En China saben algo
Mientras el mundo está prácticamente abierto, China vive escenas propias de una película distópica.
Quitaron la obligación de usar tapabocas en espacios cerrados, al menos en la ley, porque en términos prácticos ya muchos habíamos prescindido de tal cosa. El primer año de pandemia no salí de casa ni vi a nadie, ni siquiera a mi madre. Volvimos a encontrarnos luego de ocho meses y es como si fuese otra persona; ella debió de sentir lo mismo conmigo. Luego llegó 2021 y se vino el descontrol, salí y fiesteé como nunca, y ya a comienzos de este año, chao, tapabocas. Digo, ¿qué sentido tenía ponérselo en la puerta del restaurante y quitárselo al sentarse a la mesa? Hace meses no utilizo uno en ningún lugar, por lo que el anuncio oficial no cambió mayor cosa.
Sin embargo, aún vemos personas que lo llevan, y seguiremos así hasta que ellas mismas se sientan inadecuadas y obsoletas. Es como si estuvieran usando una cobija que les da la sensación de seguridad, pero a estas alturas ya deberíamos saber que nada en esta vida puede hacernos sentir seguros. Así algunos se resistan, la edad de oro para los fabricantes de tapabocas ha llegado a su fin, al menos hasta la próxima pandemia; la cual llegará más pronto de lo que pensamos, según Bill Gates. Y sí, usar tapabocas sirvió no solo para mantener el COVID a raya, sino para disminuir los índices de enfermedades respiratorias, pero, salvo que el aire del planeta se vuelva irrespirable, andar con mascarilla como si siguiéramos en estado de alerta resulta ilógico.
Barbijos y vacunas a un lado, el virus podrá haberse ido, pero se llevó una parte de nuestras vidas y casi nadie puede decir que sea el mismo que era antes de la pandemia.

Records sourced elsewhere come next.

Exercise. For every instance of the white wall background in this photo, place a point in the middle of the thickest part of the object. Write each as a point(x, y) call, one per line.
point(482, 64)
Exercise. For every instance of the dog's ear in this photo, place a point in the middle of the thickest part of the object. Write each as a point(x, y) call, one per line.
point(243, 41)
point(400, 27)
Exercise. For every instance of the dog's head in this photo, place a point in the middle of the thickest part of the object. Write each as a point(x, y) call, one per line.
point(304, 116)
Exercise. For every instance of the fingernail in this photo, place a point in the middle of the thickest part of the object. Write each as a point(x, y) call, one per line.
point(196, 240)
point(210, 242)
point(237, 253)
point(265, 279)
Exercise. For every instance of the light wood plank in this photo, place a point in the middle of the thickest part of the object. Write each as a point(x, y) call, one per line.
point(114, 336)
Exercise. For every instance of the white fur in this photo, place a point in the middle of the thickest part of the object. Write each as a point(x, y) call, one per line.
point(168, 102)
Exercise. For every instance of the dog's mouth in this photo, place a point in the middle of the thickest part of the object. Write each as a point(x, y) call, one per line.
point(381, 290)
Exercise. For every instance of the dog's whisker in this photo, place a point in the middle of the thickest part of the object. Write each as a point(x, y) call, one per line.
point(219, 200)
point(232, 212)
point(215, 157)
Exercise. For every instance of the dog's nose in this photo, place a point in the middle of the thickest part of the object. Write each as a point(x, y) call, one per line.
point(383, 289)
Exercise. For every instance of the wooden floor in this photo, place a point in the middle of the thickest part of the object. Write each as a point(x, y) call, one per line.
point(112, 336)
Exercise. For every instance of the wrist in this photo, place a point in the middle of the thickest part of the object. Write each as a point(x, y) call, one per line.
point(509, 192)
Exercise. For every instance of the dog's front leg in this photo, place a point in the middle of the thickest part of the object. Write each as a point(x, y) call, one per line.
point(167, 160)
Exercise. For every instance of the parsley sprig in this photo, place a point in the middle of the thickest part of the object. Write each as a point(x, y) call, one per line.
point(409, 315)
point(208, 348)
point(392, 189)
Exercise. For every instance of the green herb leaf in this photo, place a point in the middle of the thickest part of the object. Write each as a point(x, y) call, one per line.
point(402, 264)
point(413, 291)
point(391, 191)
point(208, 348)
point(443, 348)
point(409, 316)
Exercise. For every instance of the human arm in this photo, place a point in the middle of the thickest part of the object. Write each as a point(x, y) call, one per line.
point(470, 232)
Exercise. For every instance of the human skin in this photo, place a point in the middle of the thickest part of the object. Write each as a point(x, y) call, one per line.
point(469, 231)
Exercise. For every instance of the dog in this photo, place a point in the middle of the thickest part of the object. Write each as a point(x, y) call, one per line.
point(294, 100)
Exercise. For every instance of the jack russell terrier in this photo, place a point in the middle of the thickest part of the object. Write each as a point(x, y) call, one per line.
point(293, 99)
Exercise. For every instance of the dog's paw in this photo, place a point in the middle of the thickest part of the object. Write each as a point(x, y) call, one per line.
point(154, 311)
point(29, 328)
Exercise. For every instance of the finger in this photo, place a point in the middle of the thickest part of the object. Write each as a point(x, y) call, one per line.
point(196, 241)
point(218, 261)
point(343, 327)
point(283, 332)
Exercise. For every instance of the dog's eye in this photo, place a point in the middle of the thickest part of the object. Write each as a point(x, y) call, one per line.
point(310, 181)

No sé cómo ponerlo, pero quedamos heridos, como incompletos. Volveremos a ser los de otros tiempos, pero nos tomará un rato. Mientras esa normalidad llega, andamos por ahí como si las cosas fueran como antes. No lo son, no todavía.
En China surgió el virus mientras el mundo estaba de fiesta, y ahora que la fiesta ha vuelto, otra vez China anda como si esto se fuera a acabar.
El coronavirus afectó todo, no solo la economía, sino que nos dejó también menos y peores horas de sueño, disparó la violencia contra mujeres y niños, afectó la salud mental de las personas y, lo más importante, se llevó gente. Las muertes estimadas oscilan entre seis y quince millones, y aunque el margen es demasiado amplio, a la larga son pocos fallecidos.
Lo que quiero decir es que cada muerte es una tragedia familiar y una pérdida irreparable, pero en un planeta de ocho mil millones de habitantes, el COVID fue apenas un rasguño y no la tragedia que en algún momento se vio venir. Ese cuento de que íbamos a salir mejores hubiera sido real si toda nuestra civilización hubiese estado amenazada, pero tal cosa no ocurrió. Más que un ataque contra toda la especie, esto se sintió como un ajuste del sistema. De acuerdo con expertos, entre 2011 y 2018 surgieron en el mundo casi mil quinientos brotes epidémicos, así que alguno tenía que reventar; estadística pura.
Aunque eso de que el virus se haya ido depende de quién cuente la historia. Mientras el mundo está prácticamente abierto, China vive escenas propias de una película distópica, todas narradas entre la información y el mito: escasez de alimentos, suspensión del transporte público, padres separados de sus hijos, gente encerrada a la fuerza que desde los balcones de sus apartamentos pide que la dejen salir, empleados obligados a dormir en su lugar de trabajo, cierre de locales comerciales con los clientes adentro, drones y robots que supervisan que los habitantes cumplan las reglas.
Pese a que los reportes oficiales indican una subida del número de casos de COVID, la gente parece temerle más a su gobierno que a la enfermedad misma. En China surgió el virus mientras el mundo estaba de fiesta, y ahora que la fiesta ha vuelto, otra vez China anda como si esto se fuera a acabar. Esa gente sabe algo que no nos ha querido contar.